1973 wurde das Opernhaus in Sydney feierlich eröffnet – und für Jack Zunz war das Leben danach „schon irgendwie etwas langweiliger“, wie er später zugab. Ab 1977 war Zunz Co-Vorsitzender von Arup. Er beaufsichtigte die Expansion des Unternehmens in die USA und startete das erste Arup-Graduierten-Programm. Nach dem Tod des Gründers 1988 setzte er die Ove-Arup-Stiftung auf, die Weiterbildungsmöglichkeiten in der Bauindustrie fördert. 1989 zog sich Jack Zunz aus dem Alltagsgeschäft zurück und widmete sich den drei großen privaten Interessen seines Lebens außerhalb der Familie: dem FC Chelsea Football Club, bei dem er über 40 Jahre lang Inhaber von Dauerkarten war. Dem Golfspiel im Coombe Hill Golf Club in Kingston upon Thames vor den Toren Londons. Seine Gottesdienstbesuche in der Wimbledon-Synagoge im Londoner Stadtteil Wandsworth.
Nach seinem Tod würdigte Lord Norman Foster den Mann, den er als „meine Onkelfigur“ bezeichnete, und schrieb im Architect‘s Journal, dass Zunz „eine der ganz seltenen Menschen war, die das Wesen von Technik und Design so perfekt zu kombinieren wussten, dass es ein nahtloses Ganzes ergibt“.
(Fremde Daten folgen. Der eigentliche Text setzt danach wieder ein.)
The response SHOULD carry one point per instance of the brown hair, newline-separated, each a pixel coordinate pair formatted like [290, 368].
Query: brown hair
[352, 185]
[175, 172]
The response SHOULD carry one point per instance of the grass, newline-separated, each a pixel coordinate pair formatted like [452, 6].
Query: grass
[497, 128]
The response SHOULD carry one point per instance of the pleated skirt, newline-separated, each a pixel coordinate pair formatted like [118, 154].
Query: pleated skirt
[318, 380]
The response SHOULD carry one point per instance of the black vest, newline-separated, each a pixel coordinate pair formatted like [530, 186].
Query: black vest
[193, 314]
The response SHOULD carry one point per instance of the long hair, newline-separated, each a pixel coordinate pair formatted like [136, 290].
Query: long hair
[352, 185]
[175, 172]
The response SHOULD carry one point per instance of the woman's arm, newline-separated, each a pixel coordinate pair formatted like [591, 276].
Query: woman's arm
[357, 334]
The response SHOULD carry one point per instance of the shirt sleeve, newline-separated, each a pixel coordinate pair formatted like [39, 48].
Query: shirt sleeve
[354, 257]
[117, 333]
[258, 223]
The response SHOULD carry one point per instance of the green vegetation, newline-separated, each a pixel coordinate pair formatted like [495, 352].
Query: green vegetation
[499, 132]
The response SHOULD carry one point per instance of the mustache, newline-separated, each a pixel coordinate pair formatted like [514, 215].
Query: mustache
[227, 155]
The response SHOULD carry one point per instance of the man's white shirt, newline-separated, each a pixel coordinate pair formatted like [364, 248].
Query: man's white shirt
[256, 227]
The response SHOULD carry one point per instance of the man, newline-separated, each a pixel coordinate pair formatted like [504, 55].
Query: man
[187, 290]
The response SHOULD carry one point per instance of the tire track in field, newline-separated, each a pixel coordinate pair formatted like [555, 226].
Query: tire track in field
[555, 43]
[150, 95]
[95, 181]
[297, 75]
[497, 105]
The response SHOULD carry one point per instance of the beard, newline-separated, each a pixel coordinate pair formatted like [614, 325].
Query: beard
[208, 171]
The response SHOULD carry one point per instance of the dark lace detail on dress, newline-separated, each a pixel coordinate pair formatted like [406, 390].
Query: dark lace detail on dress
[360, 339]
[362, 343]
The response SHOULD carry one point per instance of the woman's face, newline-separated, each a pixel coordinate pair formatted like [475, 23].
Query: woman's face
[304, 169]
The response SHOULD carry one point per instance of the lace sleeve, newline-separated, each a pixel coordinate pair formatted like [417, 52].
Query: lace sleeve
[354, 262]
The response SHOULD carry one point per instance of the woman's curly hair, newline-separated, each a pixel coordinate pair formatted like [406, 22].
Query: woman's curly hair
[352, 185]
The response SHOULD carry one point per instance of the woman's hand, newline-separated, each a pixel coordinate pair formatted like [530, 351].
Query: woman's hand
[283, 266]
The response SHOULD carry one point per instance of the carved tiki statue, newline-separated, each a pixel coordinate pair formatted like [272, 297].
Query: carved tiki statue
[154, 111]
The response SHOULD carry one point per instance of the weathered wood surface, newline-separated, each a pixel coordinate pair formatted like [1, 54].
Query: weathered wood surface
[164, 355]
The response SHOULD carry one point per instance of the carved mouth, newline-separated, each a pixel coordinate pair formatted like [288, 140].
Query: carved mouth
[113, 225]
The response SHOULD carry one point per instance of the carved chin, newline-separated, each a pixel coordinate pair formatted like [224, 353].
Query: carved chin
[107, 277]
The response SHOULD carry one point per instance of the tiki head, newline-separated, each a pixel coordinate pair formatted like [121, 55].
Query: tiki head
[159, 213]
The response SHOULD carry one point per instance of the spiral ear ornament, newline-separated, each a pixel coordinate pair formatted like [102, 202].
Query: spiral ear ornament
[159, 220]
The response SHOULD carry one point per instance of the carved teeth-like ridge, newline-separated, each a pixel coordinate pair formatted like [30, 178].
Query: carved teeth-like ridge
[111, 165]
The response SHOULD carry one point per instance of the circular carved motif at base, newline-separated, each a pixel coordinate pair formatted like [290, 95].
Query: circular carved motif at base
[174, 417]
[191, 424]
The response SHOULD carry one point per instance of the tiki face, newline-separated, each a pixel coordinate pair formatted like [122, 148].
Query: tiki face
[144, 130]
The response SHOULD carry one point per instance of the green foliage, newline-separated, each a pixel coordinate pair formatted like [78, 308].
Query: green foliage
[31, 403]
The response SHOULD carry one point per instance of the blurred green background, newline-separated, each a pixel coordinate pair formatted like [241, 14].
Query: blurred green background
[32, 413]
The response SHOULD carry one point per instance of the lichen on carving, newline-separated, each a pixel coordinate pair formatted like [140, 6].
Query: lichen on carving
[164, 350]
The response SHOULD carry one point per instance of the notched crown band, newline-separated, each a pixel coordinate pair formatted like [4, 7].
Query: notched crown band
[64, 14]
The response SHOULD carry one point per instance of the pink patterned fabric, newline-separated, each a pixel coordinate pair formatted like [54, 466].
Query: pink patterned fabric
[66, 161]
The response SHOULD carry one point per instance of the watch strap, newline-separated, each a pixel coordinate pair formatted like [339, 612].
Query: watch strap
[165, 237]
Sir Jack Zunz starb am 11. Dezember 2018. Er wird von seiner Frau Babs, den Kindern Laura und Leslie sowie Enkelkindern und Urenkeln überlebt. Ein Nachruf erschien in den bedeutenden englischsprachigen Zeitungen, darunter der Times, dem Guardian, dem Telegraph.
Die Informationen zu diesem Artikel stammen aus diesen Zeitungen sowie von dem Juristen und Ahnenforscher Michael Bruch, der ebenfalls die Witwatersrand-Universität in Johannesburg absolvierte und Mönchengladbacher Vorfahren in seiner Familiengeschichte hat.